Viele Männer durchqueren die Stadt in merkwürdig verbeulten Hosen, als Beobachterin ist man nicht sicher, ob die historischen Reste aufgetragen werden oder ob das modisch sein soll oder ist. Ältere Damen tragen gut erhaltene Sommerkleider vergangener Zeiten auf, ohne dass es merkwürdig aussieht, man erkennt sie an den Jahresringen: Beispielsweise bunte Blumen auf Schwarz - Mitte der 80er.

Die jüngeren Frauen sind chic, sehr luftig – einige so gut belüftet, dass sie mit der eigenen Rocklänge nicht klarkommen, sobald es ans Hinsetzen geht. Die meisten sind verkeimt, also mit dem abschätzigen Taxieren der Umwelt beschäftigt im Bewusstsein der eigenen gefühlten Attraktivität und Wichtigkeit. In der Straßenbahn sind sie festgeklebt und man kann sie beobachten wie Fliegen auf einem Saftfleck.

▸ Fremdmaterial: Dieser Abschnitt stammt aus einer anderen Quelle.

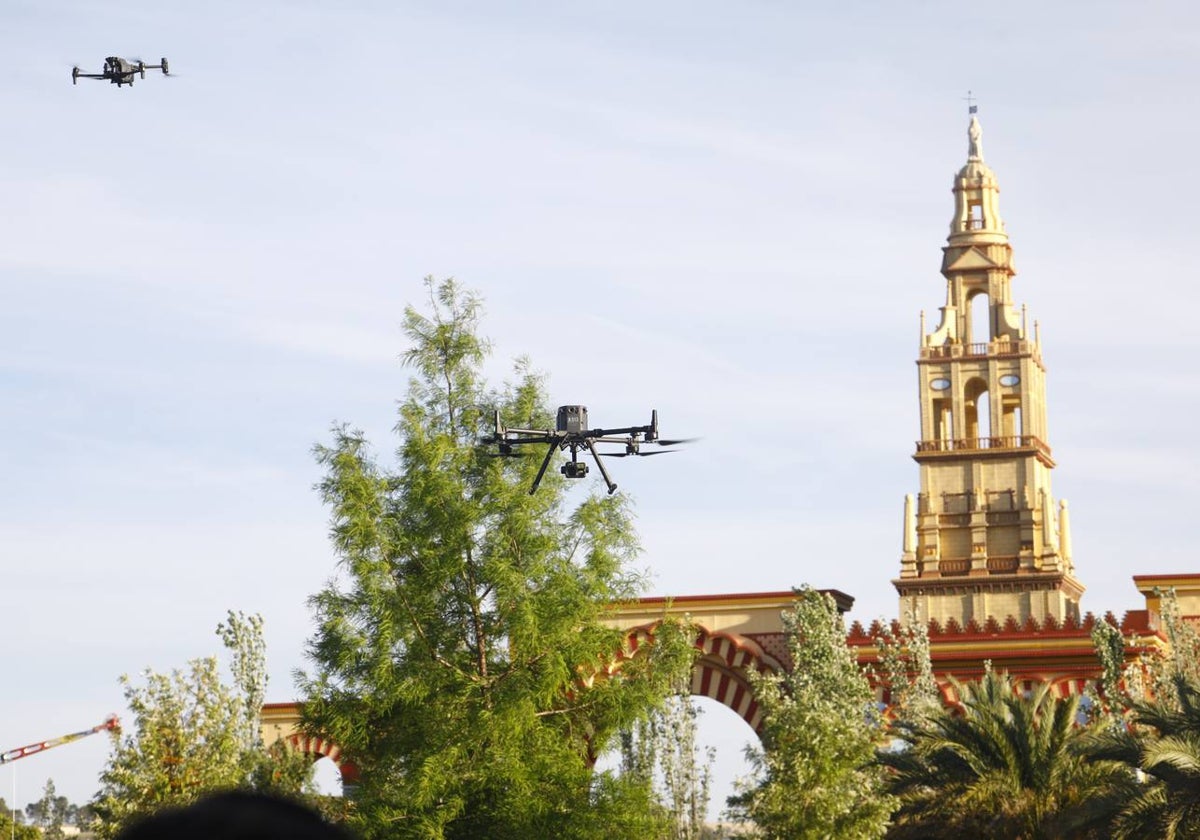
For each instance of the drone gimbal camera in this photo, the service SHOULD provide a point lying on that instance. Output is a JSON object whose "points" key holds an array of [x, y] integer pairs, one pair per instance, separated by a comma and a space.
{"points": [[571, 433]]}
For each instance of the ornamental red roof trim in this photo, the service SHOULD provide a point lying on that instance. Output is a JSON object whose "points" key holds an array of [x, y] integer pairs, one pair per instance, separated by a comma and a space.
{"points": [[1133, 622]]}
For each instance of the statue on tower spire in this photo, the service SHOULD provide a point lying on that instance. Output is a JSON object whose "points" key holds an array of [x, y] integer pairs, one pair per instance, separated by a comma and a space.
{"points": [[975, 133]]}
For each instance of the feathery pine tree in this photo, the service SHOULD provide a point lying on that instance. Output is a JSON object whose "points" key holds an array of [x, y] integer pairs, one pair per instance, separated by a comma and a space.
{"points": [[460, 659]]}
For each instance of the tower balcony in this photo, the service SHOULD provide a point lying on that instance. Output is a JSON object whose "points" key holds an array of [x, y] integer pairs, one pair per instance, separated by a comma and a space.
{"points": [[1002, 347], [976, 447]]}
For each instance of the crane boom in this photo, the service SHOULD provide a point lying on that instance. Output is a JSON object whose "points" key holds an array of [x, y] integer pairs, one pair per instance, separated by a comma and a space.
{"points": [[111, 725]]}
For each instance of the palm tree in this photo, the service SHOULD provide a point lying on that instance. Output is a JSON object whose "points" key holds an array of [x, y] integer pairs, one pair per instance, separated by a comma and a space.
{"points": [[1003, 766], [1162, 739]]}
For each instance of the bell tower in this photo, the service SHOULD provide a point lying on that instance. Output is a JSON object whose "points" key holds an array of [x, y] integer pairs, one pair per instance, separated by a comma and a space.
{"points": [[984, 538]]}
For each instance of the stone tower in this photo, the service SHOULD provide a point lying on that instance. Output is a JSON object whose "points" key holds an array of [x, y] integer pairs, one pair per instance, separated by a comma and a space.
{"points": [[984, 538]]}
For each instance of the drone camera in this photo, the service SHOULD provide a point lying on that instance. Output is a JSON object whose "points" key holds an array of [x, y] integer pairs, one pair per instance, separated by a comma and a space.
{"points": [[573, 419], [574, 469]]}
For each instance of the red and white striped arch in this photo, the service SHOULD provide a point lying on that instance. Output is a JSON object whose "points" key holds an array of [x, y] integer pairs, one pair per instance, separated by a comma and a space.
{"points": [[721, 670], [318, 749]]}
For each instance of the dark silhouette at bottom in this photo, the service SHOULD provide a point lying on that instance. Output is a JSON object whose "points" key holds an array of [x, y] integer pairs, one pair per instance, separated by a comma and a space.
{"points": [[235, 816]]}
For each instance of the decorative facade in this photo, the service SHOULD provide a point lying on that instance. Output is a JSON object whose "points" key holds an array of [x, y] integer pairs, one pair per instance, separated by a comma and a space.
{"points": [[984, 538]]}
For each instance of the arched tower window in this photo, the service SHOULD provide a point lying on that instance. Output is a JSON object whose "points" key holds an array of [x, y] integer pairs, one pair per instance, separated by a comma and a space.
{"points": [[977, 411], [979, 327]]}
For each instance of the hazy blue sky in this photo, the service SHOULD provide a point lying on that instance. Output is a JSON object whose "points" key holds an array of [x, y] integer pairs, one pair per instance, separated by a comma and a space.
{"points": [[732, 213]]}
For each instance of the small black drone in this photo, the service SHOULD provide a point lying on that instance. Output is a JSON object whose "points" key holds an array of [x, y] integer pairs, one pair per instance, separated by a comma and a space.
{"points": [[573, 433], [120, 71]]}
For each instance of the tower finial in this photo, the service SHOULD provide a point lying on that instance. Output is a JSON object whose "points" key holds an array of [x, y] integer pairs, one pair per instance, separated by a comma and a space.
{"points": [[975, 135]]}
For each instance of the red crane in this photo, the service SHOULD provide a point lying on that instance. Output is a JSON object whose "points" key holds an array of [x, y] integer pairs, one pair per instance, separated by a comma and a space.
{"points": [[109, 725]]}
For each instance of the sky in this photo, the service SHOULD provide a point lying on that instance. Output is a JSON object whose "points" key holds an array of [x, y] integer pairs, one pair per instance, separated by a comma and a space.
{"points": [[729, 213]]}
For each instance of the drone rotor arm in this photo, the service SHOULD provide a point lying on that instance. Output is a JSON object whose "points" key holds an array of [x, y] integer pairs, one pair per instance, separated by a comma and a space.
{"points": [[623, 430], [595, 456], [545, 462]]}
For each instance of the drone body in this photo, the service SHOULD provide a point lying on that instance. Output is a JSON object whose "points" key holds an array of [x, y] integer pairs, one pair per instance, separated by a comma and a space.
{"points": [[120, 71], [571, 433]]}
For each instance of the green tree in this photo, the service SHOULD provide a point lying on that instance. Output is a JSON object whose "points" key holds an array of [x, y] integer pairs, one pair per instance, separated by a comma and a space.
{"points": [[461, 660], [1153, 729], [906, 672], [663, 751], [814, 775], [192, 733], [1003, 766], [11, 825]]}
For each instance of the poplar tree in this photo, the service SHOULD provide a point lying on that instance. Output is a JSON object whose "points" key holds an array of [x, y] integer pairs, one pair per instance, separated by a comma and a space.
{"points": [[190, 732], [814, 777], [459, 659]]}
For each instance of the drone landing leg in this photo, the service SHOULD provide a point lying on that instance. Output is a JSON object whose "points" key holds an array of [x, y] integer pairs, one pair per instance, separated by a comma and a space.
{"points": [[607, 479], [545, 462]]}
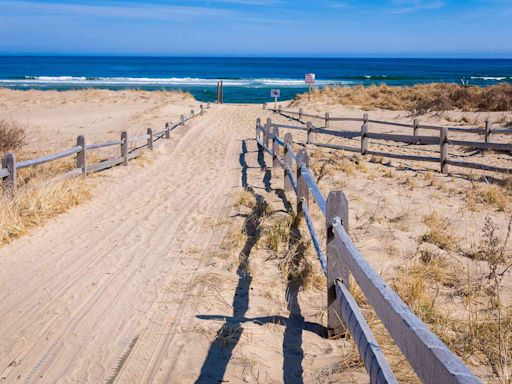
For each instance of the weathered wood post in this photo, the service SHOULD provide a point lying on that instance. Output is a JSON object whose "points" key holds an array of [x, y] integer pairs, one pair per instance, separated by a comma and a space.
{"points": [[416, 130], [288, 162], [168, 130], [302, 187], [364, 135], [258, 126], [275, 147], [337, 207], [258, 134], [266, 136], [81, 157], [9, 181], [443, 141], [309, 127], [488, 129], [124, 147], [150, 138]]}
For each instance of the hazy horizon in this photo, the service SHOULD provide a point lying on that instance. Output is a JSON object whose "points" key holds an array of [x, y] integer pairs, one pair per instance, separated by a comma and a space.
{"points": [[258, 28]]}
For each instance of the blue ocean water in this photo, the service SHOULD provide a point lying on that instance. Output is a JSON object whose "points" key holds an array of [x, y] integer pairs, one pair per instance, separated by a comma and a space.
{"points": [[246, 80]]}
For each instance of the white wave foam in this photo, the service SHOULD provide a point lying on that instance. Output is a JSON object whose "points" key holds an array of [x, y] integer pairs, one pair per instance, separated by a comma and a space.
{"points": [[185, 81], [489, 78]]}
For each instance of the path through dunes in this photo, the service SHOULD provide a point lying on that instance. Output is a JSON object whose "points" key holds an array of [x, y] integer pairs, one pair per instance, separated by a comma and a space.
{"points": [[132, 286]]}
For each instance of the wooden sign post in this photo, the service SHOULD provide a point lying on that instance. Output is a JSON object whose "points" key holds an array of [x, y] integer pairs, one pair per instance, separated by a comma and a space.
{"points": [[310, 81], [275, 93]]}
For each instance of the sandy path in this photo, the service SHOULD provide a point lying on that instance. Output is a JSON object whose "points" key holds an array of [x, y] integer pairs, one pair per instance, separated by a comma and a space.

Einem Lächeln sind die Verkeimten eher nicht gewachsen. Einige lächeln zurück, das sind die guten. Manche gucken schnell weg, bei anderen kommt nur eine Grimasse zustande, die Imitation eines echten Gesichtsausdrucks, der spontane Herzlichkeit simulieren soll und es nicht ganz schafft. Sie rupfen und zupfen danach an Haaren oder iPod herum, pulen sich am Bauchnabel-Piercing oder fixieren ihr stummes Handy, sind sichtlich froh, wenn sie aus der Bahn steigen können. Die bösartigsten der verkeimten Biester starren ausdruckslos zurück, doch ein Lächeln können sie nicht niederblicken. Jedenfalls nicht ein echtes, leicht amüsiertes.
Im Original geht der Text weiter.